Her plea for diversity found prominent support: “I usually hate film festivals. Last night, Gus [Van Sant] was doing the Berlin Talents and I went along to watch and saw all these young filmmakers that are curious about the process and hearing Gus speak, I had a real appreciation for a film festival,” said Joaquin Phoenix, in Berlin for the premiere of Gus Van Sant’s Don’t Worrry, He Won’t Get Far on Foot, about his first positive festival experience (deadline, February 21, 2018).
As in previous years, the days of the festival celebrated the opportunity provided by almost 400 films to travel round the world, experience the most diverse milieus, ways of life, opinions and attitudes, and to put one’s own preconceptions and prejudices to the test. “The eyes of many Berlinale viewers are shining when the credits roll and they ponder the films in the Panorama, Forum or Generation sections on which they have fruitfully lavished their time in recalibrating their own world view,” wrote Robert Ide (Der Tagespiegel, February 26, 2018). The 2018 Competition was representative of the immense diversity of the entire festival. Film critic Katja Nicodemus admitted: “I have never experienced anything like it, so many different aesthetics and crazy film ideas” (NDR Online, February 22, 2018).

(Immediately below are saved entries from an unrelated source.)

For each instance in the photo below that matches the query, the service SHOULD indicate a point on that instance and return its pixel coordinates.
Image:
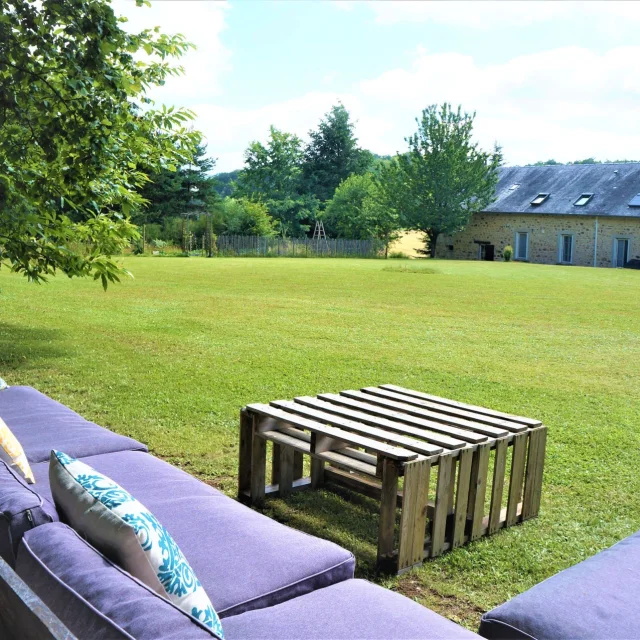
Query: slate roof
(613, 186)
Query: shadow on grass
(21, 346)
(336, 514)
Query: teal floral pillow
(121, 527)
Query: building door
(620, 252)
(566, 248)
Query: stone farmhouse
(582, 214)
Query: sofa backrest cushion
(42, 424)
(94, 597)
(597, 598)
(21, 509)
(120, 526)
(12, 453)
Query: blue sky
(547, 79)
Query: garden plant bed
(367, 440)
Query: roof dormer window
(583, 199)
(540, 198)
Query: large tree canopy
(78, 134)
(444, 177)
(332, 154)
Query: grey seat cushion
(21, 509)
(42, 424)
(353, 609)
(243, 559)
(92, 596)
(595, 599)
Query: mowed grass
(170, 357)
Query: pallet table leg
(317, 473)
(258, 467)
(413, 522)
(462, 497)
(438, 529)
(244, 455)
(298, 464)
(517, 477)
(286, 471)
(388, 500)
(478, 489)
(533, 480)
(499, 468)
(275, 464)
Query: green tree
(239, 216)
(359, 210)
(540, 163)
(444, 177)
(225, 182)
(78, 133)
(332, 154)
(171, 193)
(272, 175)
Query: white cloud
(492, 14)
(566, 103)
(201, 23)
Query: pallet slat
(500, 423)
(414, 408)
(529, 422)
(378, 408)
(395, 453)
(442, 441)
(351, 425)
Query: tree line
(286, 185)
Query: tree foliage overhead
(444, 177)
(332, 154)
(273, 175)
(78, 134)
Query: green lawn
(170, 357)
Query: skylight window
(540, 198)
(583, 199)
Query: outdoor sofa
(264, 579)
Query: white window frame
(561, 237)
(517, 245)
(614, 251)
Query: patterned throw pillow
(12, 453)
(119, 526)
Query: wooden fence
(297, 247)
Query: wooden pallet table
(481, 468)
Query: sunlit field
(171, 356)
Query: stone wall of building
(499, 229)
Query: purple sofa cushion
(595, 599)
(21, 509)
(42, 424)
(92, 596)
(243, 559)
(351, 609)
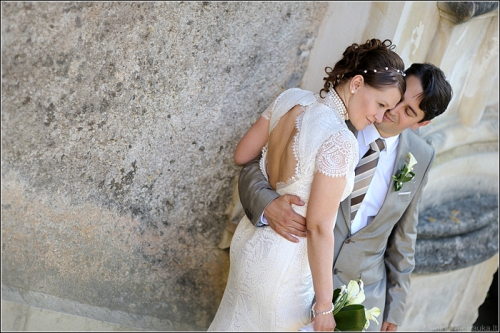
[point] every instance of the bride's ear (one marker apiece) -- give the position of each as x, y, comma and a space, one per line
356, 82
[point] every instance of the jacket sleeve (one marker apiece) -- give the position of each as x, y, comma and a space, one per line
400, 255
255, 191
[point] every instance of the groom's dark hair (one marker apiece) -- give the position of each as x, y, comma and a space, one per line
437, 92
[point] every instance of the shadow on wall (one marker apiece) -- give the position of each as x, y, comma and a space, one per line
488, 311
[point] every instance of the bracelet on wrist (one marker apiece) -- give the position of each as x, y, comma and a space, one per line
321, 312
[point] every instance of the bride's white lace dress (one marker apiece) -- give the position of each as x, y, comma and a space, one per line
269, 287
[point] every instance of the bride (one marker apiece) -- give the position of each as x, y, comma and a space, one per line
307, 150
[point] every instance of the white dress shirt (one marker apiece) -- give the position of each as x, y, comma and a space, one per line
379, 185
381, 180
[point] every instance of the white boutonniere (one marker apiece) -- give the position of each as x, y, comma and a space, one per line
406, 174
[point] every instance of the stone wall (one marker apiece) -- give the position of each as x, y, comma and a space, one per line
119, 121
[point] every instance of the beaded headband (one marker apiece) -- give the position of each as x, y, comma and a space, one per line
387, 68
339, 78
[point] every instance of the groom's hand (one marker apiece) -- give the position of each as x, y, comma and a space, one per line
284, 220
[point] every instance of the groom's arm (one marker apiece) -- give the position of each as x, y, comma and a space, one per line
400, 252
259, 199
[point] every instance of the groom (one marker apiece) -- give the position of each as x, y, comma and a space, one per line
378, 245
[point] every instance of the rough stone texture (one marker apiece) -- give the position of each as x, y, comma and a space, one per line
466, 10
119, 121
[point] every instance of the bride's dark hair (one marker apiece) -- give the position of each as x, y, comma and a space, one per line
375, 60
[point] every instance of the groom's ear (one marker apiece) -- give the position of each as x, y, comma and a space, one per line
422, 124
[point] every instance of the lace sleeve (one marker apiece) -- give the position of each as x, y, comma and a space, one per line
337, 155
269, 111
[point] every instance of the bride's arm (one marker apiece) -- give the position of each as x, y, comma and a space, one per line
324, 201
250, 145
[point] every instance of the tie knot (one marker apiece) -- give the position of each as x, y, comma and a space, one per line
379, 143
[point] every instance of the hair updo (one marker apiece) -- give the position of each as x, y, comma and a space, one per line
375, 60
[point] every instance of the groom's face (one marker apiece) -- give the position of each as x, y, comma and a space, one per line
406, 114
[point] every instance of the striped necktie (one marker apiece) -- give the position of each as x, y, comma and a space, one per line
364, 173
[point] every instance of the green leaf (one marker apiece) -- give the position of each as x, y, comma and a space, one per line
351, 318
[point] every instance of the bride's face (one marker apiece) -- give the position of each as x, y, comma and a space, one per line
367, 105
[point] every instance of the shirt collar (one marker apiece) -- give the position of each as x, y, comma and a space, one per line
370, 134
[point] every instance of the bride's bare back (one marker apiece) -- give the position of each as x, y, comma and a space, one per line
281, 161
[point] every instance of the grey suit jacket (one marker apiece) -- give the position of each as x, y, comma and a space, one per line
382, 253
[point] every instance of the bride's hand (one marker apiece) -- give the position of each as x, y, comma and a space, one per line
325, 323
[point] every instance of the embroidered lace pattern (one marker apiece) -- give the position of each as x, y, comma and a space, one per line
269, 287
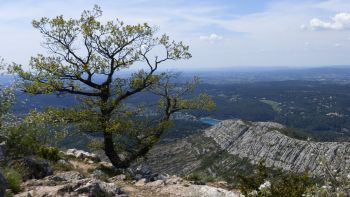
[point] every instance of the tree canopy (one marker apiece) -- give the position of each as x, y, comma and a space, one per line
86, 57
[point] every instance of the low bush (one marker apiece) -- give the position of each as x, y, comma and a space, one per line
49, 153
13, 179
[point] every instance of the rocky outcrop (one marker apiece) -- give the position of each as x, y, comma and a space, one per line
72, 184
234, 147
258, 141
31, 168
69, 184
3, 185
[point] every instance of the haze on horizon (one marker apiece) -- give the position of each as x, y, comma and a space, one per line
221, 33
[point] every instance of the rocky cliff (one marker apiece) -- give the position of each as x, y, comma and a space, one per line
264, 140
234, 146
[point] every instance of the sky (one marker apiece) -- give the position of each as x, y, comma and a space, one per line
220, 33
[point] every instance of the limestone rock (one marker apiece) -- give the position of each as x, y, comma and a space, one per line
31, 168
83, 155
263, 140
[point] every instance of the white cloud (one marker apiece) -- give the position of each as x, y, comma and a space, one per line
211, 38
340, 21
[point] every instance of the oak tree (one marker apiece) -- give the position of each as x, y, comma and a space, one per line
87, 57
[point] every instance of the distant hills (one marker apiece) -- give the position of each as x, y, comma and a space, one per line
233, 147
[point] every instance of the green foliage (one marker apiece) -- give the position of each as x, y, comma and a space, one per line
291, 184
13, 179
106, 48
49, 153
38, 129
250, 183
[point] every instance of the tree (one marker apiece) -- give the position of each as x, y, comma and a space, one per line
86, 59
6, 96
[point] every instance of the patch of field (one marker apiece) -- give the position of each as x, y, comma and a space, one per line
276, 106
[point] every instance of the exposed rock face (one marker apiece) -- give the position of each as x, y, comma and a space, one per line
71, 184
80, 154
3, 185
263, 140
233, 147
31, 168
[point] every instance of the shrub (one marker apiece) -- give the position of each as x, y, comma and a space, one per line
13, 179
281, 183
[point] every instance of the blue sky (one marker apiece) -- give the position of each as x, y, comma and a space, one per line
221, 33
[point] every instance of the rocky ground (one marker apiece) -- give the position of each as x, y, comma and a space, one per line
91, 177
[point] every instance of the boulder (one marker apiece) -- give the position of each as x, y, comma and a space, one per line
141, 182
32, 168
75, 187
83, 155
97, 188
142, 172
3, 185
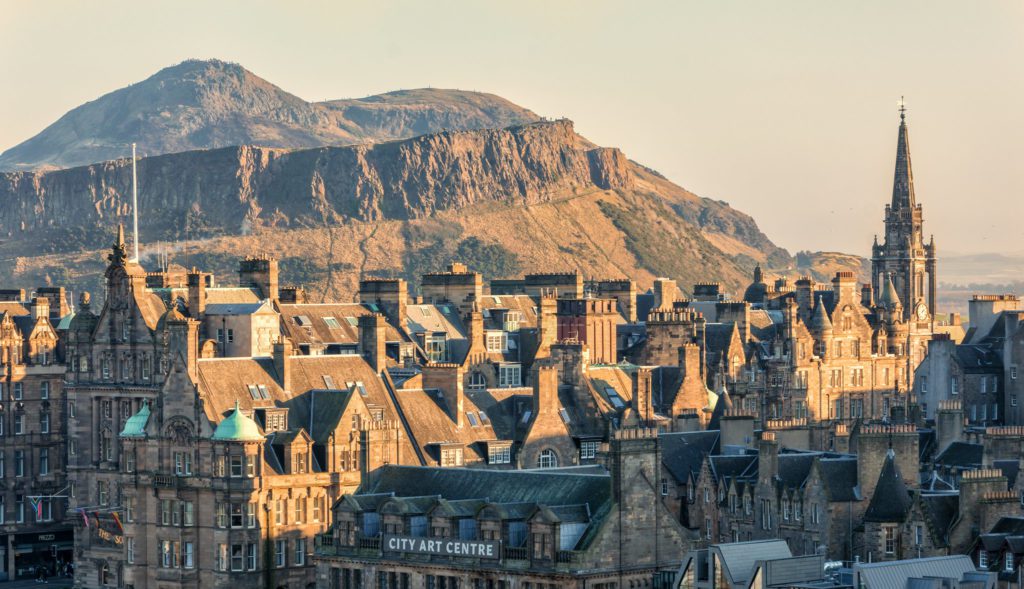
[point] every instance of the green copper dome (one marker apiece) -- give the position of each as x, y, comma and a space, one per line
238, 427
135, 426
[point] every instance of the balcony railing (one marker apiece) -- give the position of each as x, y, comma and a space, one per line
516, 553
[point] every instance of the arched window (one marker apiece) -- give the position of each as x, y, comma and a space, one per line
547, 459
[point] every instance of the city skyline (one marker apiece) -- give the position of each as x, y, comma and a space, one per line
737, 92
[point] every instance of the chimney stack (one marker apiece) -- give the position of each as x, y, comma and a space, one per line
282, 362
373, 340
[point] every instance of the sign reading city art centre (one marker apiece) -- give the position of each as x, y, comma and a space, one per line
442, 546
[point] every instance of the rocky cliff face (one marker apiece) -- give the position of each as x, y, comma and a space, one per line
536, 198
235, 190
208, 104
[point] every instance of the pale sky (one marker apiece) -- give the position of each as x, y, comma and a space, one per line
785, 110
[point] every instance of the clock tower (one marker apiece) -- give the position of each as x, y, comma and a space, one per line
903, 256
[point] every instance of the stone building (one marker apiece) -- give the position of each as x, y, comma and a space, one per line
200, 469
33, 484
449, 528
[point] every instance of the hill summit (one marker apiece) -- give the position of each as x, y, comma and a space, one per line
200, 104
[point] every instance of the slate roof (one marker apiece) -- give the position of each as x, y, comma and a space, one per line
683, 453
795, 467
430, 423
739, 557
941, 510
891, 501
975, 359
840, 475
294, 320
494, 486
238, 308
963, 454
896, 574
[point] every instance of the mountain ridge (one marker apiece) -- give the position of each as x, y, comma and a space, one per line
214, 103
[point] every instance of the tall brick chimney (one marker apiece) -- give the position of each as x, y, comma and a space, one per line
373, 340
282, 362
449, 379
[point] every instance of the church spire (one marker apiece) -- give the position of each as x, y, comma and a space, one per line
903, 178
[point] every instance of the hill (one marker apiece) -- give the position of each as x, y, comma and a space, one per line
536, 198
200, 104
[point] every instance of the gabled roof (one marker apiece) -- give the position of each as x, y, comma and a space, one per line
963, 454
891, 502
135, 426
682, 454
739, 557
494, 486
840, 475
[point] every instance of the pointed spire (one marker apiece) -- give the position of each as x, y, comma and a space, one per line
891, 502
119, 252
820, 322
903, 177
888, 298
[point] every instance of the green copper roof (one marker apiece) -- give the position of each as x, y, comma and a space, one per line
238, 427
135, 426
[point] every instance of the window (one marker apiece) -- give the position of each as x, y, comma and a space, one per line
238, 518
890, 538
509, 375
182, 463
237, 561
499, 454
588, 450
187, 556
497, 341
477, 381
280, 548
547, 459
251, 556
451, 457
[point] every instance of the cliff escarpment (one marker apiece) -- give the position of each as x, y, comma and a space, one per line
237, 190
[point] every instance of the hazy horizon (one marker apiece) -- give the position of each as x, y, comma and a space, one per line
786, 111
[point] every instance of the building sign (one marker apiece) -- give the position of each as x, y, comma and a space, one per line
442, 547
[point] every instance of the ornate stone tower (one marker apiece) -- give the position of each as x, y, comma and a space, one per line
904, 256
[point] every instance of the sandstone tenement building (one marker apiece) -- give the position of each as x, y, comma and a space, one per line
222, 434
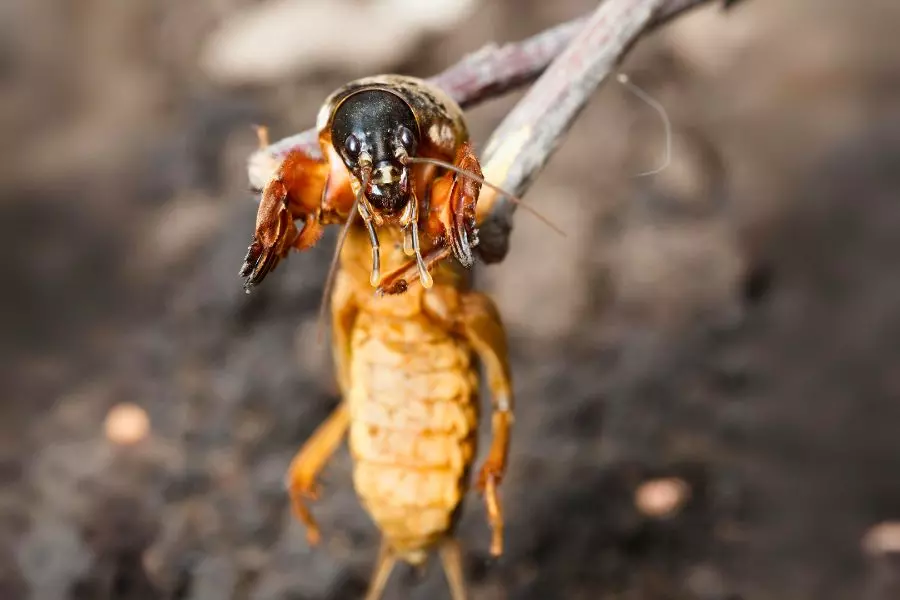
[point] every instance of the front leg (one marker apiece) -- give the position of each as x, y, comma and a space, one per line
450, 223
315, 191
293, 192
475, 316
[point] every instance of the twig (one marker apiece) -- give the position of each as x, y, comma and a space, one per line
488, 73
530, 134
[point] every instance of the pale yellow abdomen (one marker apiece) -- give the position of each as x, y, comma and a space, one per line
413, 425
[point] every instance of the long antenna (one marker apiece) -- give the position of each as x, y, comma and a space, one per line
655, 105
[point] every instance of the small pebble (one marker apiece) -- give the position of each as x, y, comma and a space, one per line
127, 424
660, 498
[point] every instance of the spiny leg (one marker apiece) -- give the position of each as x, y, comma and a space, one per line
375, 277
474, 316
409, 220
453, 200
344, 310
383, 567
293, 192
308, 463
396, 281
450, 219
484, 329
451, 559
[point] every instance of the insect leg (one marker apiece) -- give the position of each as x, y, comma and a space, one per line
308, 463
451, 559
343, 315
410, 222
475, 316
375, 277
453, 202
484, 329
383, 567
293, 192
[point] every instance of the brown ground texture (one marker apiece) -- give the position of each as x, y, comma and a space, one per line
732, 321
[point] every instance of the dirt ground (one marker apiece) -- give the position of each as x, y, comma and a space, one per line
732, 321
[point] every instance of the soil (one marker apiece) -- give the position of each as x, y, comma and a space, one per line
732, 321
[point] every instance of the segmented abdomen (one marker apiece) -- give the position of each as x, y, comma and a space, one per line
413, 425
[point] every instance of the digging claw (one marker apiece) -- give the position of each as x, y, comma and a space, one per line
258, 263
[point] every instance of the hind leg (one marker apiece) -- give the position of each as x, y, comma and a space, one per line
308, 463
475, 316
383, 567
451, 559
484, 329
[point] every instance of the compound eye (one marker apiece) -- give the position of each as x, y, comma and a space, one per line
352, 145
405, 136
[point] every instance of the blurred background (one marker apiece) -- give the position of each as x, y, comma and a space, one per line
705, 366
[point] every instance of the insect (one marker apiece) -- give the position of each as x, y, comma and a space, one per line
407, 360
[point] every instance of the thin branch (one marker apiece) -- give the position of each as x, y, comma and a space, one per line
524, 142
488, 73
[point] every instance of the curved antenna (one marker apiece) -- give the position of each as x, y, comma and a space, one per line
332, 269
482, 181
659, 108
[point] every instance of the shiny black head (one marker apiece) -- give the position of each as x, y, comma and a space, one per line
375, 130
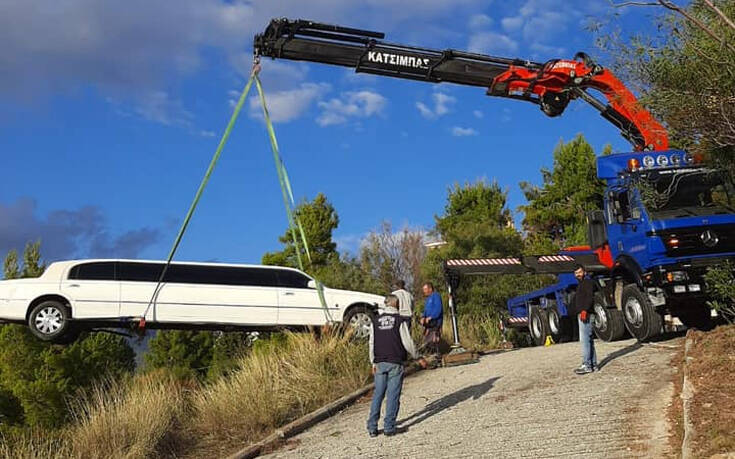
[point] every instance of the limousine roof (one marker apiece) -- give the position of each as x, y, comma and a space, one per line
57, 268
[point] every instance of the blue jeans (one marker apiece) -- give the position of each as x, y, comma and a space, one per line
388, 382
589, 356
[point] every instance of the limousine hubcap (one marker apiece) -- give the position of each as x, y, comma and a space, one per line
361, 324
49, 320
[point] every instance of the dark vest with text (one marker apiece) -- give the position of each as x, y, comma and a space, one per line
387, 345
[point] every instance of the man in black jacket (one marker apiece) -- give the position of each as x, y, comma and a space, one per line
584, 302
390, 345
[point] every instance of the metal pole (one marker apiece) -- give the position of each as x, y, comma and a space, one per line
453, 311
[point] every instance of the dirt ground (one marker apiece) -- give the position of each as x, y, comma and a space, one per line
521, 403
711, 368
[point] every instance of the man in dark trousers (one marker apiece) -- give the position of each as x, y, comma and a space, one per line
432, 318
584, 307
390, 346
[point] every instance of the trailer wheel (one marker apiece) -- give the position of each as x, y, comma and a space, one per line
538, 325
641, 318
607, 322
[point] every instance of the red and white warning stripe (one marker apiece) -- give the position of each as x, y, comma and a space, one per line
485, 262
555, 259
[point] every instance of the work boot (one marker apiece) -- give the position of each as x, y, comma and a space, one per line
583, 370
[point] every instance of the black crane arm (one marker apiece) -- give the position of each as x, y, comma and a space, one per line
551, 85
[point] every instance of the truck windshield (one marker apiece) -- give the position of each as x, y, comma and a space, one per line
687, 192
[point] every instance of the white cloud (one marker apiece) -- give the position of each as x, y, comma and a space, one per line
478, 21
511, 24
160, 107
442, 105
548, 51
492, 42
359, 104
458, 131
287, 105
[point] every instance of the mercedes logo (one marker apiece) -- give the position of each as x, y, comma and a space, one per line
709, 238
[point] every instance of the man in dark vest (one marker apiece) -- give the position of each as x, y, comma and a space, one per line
584, 306
390, 346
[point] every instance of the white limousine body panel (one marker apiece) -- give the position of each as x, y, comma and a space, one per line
193, 293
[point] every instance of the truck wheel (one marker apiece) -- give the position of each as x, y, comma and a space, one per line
607, 322
538, 325
641, 318
359, 319
697, 317
50, 321
559, 327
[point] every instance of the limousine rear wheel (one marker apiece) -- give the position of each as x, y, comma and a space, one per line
50, 320
359, 319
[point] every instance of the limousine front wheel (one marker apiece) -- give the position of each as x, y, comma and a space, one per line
49, 320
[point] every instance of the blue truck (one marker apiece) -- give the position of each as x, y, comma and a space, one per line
667, 217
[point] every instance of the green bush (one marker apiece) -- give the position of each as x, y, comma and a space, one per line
721, 285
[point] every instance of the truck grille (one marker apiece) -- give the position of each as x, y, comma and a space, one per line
700, 240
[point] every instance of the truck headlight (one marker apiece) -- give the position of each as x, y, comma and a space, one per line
677, 276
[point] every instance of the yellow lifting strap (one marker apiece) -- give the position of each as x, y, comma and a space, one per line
293, 220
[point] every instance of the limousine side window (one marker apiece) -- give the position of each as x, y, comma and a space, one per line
103, 270
196, 274
292, 279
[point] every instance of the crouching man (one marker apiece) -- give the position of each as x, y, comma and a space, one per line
390, 346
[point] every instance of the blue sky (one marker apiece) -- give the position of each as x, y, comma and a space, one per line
110, 112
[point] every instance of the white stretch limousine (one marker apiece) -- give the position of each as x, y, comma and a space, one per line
72, 296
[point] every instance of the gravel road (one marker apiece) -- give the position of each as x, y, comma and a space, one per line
521, 403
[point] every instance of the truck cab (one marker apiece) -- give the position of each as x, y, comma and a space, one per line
667, 217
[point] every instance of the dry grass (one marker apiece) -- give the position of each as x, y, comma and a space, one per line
155, 415
712, 369
130, 420
277, 385
121, 419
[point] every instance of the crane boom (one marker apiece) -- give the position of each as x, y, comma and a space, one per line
551, 85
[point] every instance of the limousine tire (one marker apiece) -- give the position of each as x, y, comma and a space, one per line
50, 320
359, 319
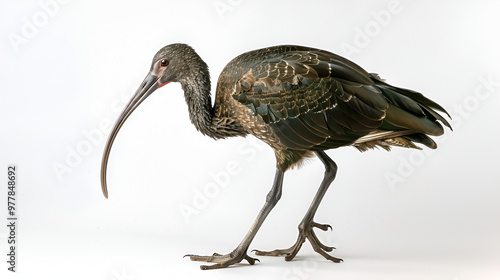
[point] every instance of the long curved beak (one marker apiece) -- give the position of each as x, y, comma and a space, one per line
147, 87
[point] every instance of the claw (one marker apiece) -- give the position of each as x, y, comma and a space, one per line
222, 261
305, 232
323, 227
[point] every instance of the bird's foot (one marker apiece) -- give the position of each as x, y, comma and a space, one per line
222, 261
305, 232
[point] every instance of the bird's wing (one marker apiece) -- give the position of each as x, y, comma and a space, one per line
313, 99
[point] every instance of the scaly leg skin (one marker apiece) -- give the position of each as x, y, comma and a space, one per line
239, 254
307, 225
222, 260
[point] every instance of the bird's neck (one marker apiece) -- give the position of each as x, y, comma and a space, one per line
196, 85
198, 98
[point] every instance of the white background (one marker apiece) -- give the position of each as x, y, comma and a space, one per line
68, 68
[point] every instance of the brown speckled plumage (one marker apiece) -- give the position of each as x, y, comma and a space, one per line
300, 101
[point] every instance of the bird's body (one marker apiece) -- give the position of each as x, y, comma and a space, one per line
299, 101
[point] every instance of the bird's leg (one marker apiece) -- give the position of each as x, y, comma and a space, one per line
307, 224
240, 253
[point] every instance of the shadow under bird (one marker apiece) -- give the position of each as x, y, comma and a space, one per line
300, 101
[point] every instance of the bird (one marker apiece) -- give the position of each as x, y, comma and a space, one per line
301, 101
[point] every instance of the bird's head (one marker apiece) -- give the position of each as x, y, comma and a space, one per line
171, 63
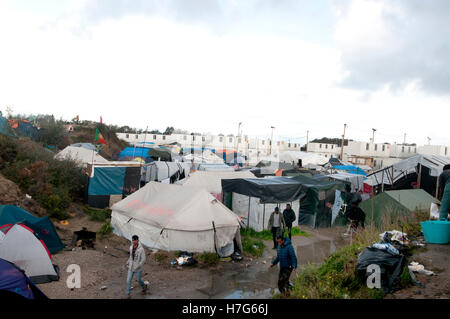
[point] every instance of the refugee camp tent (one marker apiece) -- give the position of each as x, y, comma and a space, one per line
14, 280
10, 215
254, 199
110, 182
215, 167
404, 174
313, 211
175, 217
397, 204
305, 157
80, 155
352, 169
88, 146
160, 171
356, 182
211, 180
203, 157
23, 247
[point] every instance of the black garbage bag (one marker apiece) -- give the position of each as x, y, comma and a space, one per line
391, 266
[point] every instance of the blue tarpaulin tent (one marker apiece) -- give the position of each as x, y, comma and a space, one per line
10, 214
350, 169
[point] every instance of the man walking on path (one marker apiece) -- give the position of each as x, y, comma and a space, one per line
444, 192
288, 263
276, 225
289, 218
135, 263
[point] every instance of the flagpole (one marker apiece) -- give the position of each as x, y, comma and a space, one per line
140, 167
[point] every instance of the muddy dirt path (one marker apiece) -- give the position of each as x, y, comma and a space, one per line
103, 274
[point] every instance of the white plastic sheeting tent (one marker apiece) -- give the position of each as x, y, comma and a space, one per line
393, 173
159, 171
307, 158
81, 155
175, 217
211, 181
204, 157
215, 167
21, 247
245, 206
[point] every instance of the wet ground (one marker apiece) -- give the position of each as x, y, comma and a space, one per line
104, 275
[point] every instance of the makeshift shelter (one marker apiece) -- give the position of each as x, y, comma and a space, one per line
165, 171
111, 182
215, 167
23, 247
10, 215
396, 205
356, 182
304, 158
317, 193
351, 169
14, 280
211, 180
81, 155
420, 171
254, 199
88, 146
174, 217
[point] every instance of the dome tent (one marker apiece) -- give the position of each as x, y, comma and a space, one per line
14, 282
22, 246
173, 217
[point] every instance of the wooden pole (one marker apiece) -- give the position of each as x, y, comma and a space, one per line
419, 177
248, 214
342, 144
437, 187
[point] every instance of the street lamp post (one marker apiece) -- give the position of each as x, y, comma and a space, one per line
271, 139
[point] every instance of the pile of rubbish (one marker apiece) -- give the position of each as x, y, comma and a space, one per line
389, 255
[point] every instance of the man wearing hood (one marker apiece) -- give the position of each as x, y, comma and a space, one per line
288, 263
135, 263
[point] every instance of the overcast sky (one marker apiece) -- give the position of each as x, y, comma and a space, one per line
206, 65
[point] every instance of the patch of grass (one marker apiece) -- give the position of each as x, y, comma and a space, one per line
100, 215
253, 246
267, 234
208, 259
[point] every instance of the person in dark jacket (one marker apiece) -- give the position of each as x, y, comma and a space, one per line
288, 263
356, 215
289, 218
444, 193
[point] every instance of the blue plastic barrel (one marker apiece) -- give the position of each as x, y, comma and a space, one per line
436, 231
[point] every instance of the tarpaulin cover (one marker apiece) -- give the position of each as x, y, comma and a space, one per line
270, 190
391, 266
10, 214
350, 169
13, 279
107, 181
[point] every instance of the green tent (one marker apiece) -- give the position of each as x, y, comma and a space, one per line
313, 211
399, 204
161, 153
43, 227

For the very first time in its history, the Berlinale opened with an animated film: Wes Anderson’s Isle of Dogs was not only a curatorial stroke of luck, bringing the necessary star power to the festival’s first Red Carpet, but also a “parable of a world filled with fascist ideas of purity and exclusion” (Verena Lueken, FAZ, February 16, 2018) and hence a paradigm for the festival’s concept of diversity.